BAE Systems, Rolls-Royce, Leonardo UK, MBDA, Ministerstwo Obrony i szereg brytyjskich małych i średnich firm współpracują przy budowie pierwszego brytyjskiego demonstratora latającego lotnictwa bojowego od czasu wzniesienia się w przestworza Programu Samolotów Eksperymentalnych w 1986 roku – projekt, który ostatecznie stał się myśliwcem Typhoon.

Wspólnie z brytyjskim zespołem Tempest pracuje nad myśliwcem szóstej generacji Włochy i Japonią, pracując nad tzw Globalny program lotnictwa bojowego.

Program demonstracyjny jest, przynajmniej na razie, dziełem Wielkiej Brytanii.

Jednakże kraje zaangażowane w GCAP pracują osobno nad różnymi inicjatywami w zakresie rozwoju technologii, w tym nad nową turbiną gazową, radarem i innymi technologiami.

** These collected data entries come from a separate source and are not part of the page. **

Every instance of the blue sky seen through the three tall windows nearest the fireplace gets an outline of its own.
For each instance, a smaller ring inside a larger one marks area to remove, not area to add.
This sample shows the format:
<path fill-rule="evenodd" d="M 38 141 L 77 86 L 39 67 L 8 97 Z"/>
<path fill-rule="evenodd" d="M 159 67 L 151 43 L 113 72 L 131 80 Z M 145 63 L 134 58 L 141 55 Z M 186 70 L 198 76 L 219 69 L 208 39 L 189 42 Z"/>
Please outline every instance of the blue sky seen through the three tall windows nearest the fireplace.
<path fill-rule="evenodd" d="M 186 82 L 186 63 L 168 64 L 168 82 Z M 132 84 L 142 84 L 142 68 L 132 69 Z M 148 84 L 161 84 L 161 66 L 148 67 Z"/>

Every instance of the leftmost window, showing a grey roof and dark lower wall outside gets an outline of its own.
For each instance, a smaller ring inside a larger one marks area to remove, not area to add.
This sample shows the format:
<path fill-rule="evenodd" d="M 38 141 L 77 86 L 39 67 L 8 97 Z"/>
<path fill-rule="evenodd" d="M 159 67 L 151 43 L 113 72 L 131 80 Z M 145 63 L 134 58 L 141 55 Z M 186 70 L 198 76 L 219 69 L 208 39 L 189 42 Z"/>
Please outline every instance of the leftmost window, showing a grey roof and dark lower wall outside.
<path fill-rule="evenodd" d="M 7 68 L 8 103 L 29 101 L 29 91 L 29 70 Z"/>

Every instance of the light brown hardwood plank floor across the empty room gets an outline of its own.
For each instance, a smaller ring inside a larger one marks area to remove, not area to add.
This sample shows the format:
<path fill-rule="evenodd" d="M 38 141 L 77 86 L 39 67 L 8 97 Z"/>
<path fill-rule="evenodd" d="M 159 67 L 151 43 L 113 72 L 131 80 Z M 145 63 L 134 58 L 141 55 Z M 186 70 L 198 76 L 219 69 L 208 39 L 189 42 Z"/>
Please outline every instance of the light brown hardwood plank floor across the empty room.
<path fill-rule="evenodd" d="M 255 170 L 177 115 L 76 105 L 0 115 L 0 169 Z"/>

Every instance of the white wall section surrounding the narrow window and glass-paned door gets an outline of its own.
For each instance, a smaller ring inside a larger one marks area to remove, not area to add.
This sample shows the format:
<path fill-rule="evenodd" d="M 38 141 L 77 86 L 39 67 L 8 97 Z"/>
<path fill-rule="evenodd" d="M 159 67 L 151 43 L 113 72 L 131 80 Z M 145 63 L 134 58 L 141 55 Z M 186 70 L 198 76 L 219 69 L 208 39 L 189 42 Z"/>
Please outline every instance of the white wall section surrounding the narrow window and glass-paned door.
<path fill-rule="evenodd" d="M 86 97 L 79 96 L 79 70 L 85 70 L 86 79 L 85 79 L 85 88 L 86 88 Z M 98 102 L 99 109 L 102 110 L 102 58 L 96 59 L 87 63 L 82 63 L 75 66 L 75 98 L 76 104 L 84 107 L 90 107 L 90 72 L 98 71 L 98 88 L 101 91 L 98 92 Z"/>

Richard Berthon, dyrektor ds. przyszłego lotnictwa bojowego w Ministerstwie Obrony, powiedział, że brytyjski program demonstracyjny udowodni integrację i rozwinie umiejętności krajowe, zapewniając jednocześnie dane i wiedzę niezbędną do wejścia Tempesta do służby do 2035 roku.

„Tempest nie jest już tylko pomysłem lub koncepcją na komputerze; nasi partnerzy branżowi poczynili rzeczywiste, wymierne postępy i ożywiają program poprzez innowacyjne projekty, takie jak latający demonstrator” – powiedział.

W czymś, co BAE określiło jako pierwsze w przypadku samolotów wojskowych, inżynierowie wykorzystali automatyczne kodowanie do stworzenia oprogramowania systemowego o krytycznym znaczeniu dla bezpieczeństwa w ciągu kilku dni, a nie tygodni.

„Umożliwia to szybką ocenę systemów sterowania lotem podczas bardziej złożonych manewrów lotu, a symulator rejestruje kluczowe dane na temat sposobu prowadzenia i działania odrzutowca na wiele lat przed pierwszym lotem” – stwierdziło BAE.

Nowy obiekt w centrum walki powietrznej BAE Systems w Warton w hrabstwie Lancashire umożliwił już pilotom testowym z BAE, Rolls-Royce i Królewskich Sił Powietrznych wylatanie ponad 150 godzin na samolocie demonstracyjnym w nowym, specjalnie zaprojektowanym symulatorze.

Inżynierowie firmy Rolls-Royce przeprowadzili także testy aerodynamiczne silników, stosując nowe procesy produkcyjne, aby wyprodukować kanał silnika, który według BAE ma „wyjątkowy kształt, aby spowalniać przepływ powietrza z prędkości naddźwiękowej do poddźwiękowej na przodzie silnika”.

Według firmy wlot ma mniej ruchomych części niż w przypadku tradycyjnego myśliwca, co zwiększa niezauważalność samolotu.

W oświadczeniu wspomniano również o próbach fotela wyrzucanego z udziałem sań o napędzie rakietowym poruszających się z prędkością ponad 500 mil na godzinę, choć nie podano żadnych szczegółów.

Andrew Chuter jest korespondentem Defence News w Wielkiej Brytanii.